L'actualité du livre
Histoire & Sciences socialeset Période Contemporaine  

Giosuè Carducci et la construction de la nation italienne
de Laura Fournier-Finocchiaro
Presses Universitaires de Caen - Cahiers de Transalpina 2006 /  20 €- 131  ffr. / 215 pages
ISBN : 2-84133-274-8
FORMAT : 14,0cm x 22,0cm

L'auteur du compte rendu : Raphaël Muller, ancien élève de l'Ecole Normale Supérieure, est allocataire-moniteur en histoire contemporaine à l'université de Paris I.

Un poète civique bien oublié

En 2001, les éditions de la Rue d’Ulm faisait paraître une traduction du Livre Cœur d’Edmondo De Amicis, et Gilles Pécout, dans une longue postface, posait un regard d’historien sur ce texte qui avait été le livre de lecture de générations de jeunes élèves italiens.

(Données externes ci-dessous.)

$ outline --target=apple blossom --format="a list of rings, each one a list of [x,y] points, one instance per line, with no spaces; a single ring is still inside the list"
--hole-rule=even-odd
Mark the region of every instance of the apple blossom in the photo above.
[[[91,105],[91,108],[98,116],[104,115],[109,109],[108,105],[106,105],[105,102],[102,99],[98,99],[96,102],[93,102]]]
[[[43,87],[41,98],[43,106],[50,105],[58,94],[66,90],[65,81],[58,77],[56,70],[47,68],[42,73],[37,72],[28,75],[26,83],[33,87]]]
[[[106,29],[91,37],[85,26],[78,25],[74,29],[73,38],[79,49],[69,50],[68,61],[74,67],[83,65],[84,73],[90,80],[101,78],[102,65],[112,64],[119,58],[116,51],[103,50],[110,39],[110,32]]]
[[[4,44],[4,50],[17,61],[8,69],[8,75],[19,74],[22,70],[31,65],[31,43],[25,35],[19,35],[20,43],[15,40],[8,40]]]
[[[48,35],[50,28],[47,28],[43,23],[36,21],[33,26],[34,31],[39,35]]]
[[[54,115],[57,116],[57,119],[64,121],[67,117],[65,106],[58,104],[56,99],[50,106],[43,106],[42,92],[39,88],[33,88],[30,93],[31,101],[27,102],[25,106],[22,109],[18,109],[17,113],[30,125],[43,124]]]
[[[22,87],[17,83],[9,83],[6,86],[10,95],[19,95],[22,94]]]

Il montrait que, bien que fort décrié de nos jours, l’ouvrage participait du processus de constitution d’un esprit national dans la péninsule tout juste unifiée.

C’est la même démarche qu’adopte Laura Fournier-Finocchiaro, maître de conférences à l’Université de Caen, dans Goisuè Carducci et la construction de la nation italienne, version remaniée d’une thèse soutenue à l’Université de Caen sous la direction de Mariella Colin. Elle y propose une lecture politique de l’œuvre de Giosuè Carducci (1835-1907) et s’efforce de montrer qu’il fut un formidable penseur et propagandiste du Risorgimento, ce mouvement d’unité de la nation qu’il n’eut de cesse d’accompagner de ses vers.

Proche de la reine Marguerite, l’épouse du roi Humbert en qui il voyait un symbole d’unité nationale, prix Nobel de littérature en 1906 à la veille de sa mort, Carducci avait un goût immodéré de la rhétorique, ce qui explique probablement le désintérêt des critiques pour son œuvre après sa disparition. Mais on oublie qu’il fut un personnage public de tout premier ordre, professeur de littérature italienne et de langues et littératures romanes à l’Université de Bologne, sénateur du royaume, maître d’œuvre d’anthologies littéraires largement diffusées. Laura Fournier-Finocchiaro montre surtout qu’il se sentit très tôt investi d’une mission civique et qu’il n’eut de cesse de célébrer les paysages de l’Italie, la grandeur de son passé et qu’il s’efforça d’en encourager les transformations politiques. En restituant avec finesse la géographie intellectuelle de l’écrivain et ses successives prises de position poético-politiques, Laura Fournier-Finocchiaro souligne sa contribution au processus d’unification politique et intellectuelle de la péninsule. Elle s’efforce en particulier de saisir les inflexions de la réflexion politique du poète pour en montrer la complexité, ce qui l’amène, par exemple, à souligner que l’attachement du poète toscan à la monarchie de Savoir était loin d’être acquis avant les années 1860.

Cet ouvrage bénéficie d’une présentation extrêmement soignée qui en rend la lecture particulièrement plaisante : chaque extrait cité est présenté en langue originale et en traduction française, une chronologie et un index accompagnent le texte. Il faut souhaiter que le format adopté, à peine deux cent pages - ce qui est rare pour une thèse -, donne aux amoureux de l’Italie l’envie de découvrir une œuvre oubliée et méconnue, mais fort intéressante dès lors qu’elle est examinée dans une perspective d’histoire socio-politique.